I still remember the day I first entered The Chasm. The map had teased me since the early beta days, a slumbering scar on Liyue’s southern edge, and now it was finally breathing. But the moment I stepped near that thrumming seal, the world seemed to slow down, and a quest prompt appeared: Surreptitious Seven-Star Seal Sundering. Among its tangled steps, one objective jabbed at my patience like a splinter beneath a fingernail — “Look for a Way to Destroy the Bedrock Keys.” The massive floating Geo constructs hovered above the terrain like judgmental gods, their heartbeats pulsing in the stone. I had no idea that cracking them open would feel like solving a riddle written in ancient braille with a mallet.

shattering-the-geo-prison-my-bedrock-key-adventure-in-genshin-impact-image-0

At first glance, the Bedrock Keys looked impenetrable — giant, floating crystals wrapped in what seemed like indestructible armor. But the environment held the answer, whispered in the form of those strange Cage-Shaped Geo Formations scattered around like discarded birdcages from a colossus. My instinct screamed to batter the keys directly, but every swing of my claymore only sent futile sparks into the air. That’s when I noticed the Glowing Geogranums nestled nearby, pulsing with the same golden light that once guided me through Liyue’s earliest trials.

Geogranums are peculiar things — they resemble calcified fireflies caught in amber, and breaking them releases a wisp of petrified sunlight that seeks out those cage-like structures. I summoned Ningguang, her Geo energy resonating with the ore, and shattered a Geogranum with a few precise strikes. The light fled from the wreckage and burrowed into the nearest Cage-Shaped Formation, making it hum with readiness. I realized then that these formations were not just scenery; they were siege engines, dormant until fed.
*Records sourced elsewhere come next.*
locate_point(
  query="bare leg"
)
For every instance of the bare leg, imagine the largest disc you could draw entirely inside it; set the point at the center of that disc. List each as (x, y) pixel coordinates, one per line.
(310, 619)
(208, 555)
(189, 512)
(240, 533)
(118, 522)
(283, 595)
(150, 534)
With the light now inside, I approached the cage and struck it with a charged attack. A crystalline projectile, sharp as an accusation, launched out and arced toward the Bedrock Key. The first shot missed, hissing past it like a scorned serpent. I adjusted my angle, making sure I was facing the key directly — the formation seemed to vomit its payload in the direction you faced. After a few more hammers of my blade, the projectile finally collided. A thunderous crack echoed through The Chasm as the key fractured, raining shards of light down like shattered chandelier crystals.
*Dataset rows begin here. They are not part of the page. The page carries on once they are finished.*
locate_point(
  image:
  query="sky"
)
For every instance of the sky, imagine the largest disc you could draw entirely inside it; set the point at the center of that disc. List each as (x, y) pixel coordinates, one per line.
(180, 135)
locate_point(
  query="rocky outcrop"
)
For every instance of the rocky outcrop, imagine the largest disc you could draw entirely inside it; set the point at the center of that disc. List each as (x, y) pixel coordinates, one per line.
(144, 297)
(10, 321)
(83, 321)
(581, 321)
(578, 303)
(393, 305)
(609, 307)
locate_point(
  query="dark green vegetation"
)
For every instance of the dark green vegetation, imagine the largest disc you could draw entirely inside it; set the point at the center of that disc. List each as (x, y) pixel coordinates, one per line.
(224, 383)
One down. I scanned the surroundings for the next, heart racing with the thrill of an archaeologist disarming a primordial trap. Each key required the same dance: find a Geogranum, harvest its soul, feed it to a cage, and then batter the cage into a crossbow. The process became a rhythm, a percussive dialogue between my weapon and the land. However, one key proved to be a mischievous phantom. It was supposed to be in the open, yet all I saw was barren rock. A quick consultation with the adventurer’s handbook revealed it had buried itself like a mole crab in an underground hollow, hidden beneath the earth’s skin.

The path to this subterranean key was intertwined with the Lost Valley Artifacts Domain, a place I had already unlocked while chasing an elusive artifact set. Navigating those tunnels felt like sliding down a sleeping dragon’s throat — damp, narrow, and lit by bioluminescent fungi that clung to the walls like forgotten constellations. Once I reached the underground chamber, the missing key glowed in the center, a silent sentinel waiting for its execution. Beside it stood the familiar cage formations and Geogranums, as if the very earth had decided to replicate the puzzle in its own dark belly.

I repeated the ritual: break the Geogranum, absorb the light, strike the cage until it spat out crystal vengeance. The underground key shattered with a satisfying chime, and the final seal on The Chasm’s surface crumbled. A deep rumble traveled through the stone, and for a moment I felt like a locksmith who had just sprung open the planet’s secret door.

Looking back, the whole task was less about brute force and more about learning to read the terrain’s odd language. The Bedrock Keys weren’t obstacles; they were gigantic padlocks, and the Cage-Shaped Geo Formations were the keys — but only if you knew how to turn them. I still chuckle at how my initial frustration melted into awe. This quest, lodged in Genshin Impact’s 2022 update, remains a testament to how Teyvat’s puzzles reward patience over aggression. Even in 2026, guiding friends through this seal-breaking ceremony fills my adventurer’s journal with the same giddy disbelief: who knew that breaking bedrock would require a conversation with light itself?

Once the seal was fully broken, the map unfolded a new layer — the Underground Mines, a sprawling, map-specific labyrinth that truly defines The Chasm’s scale. If you haven’t yet ventured there, take my advice: listen to the stones, respect the Geogranums, and always, always face your target before swinging.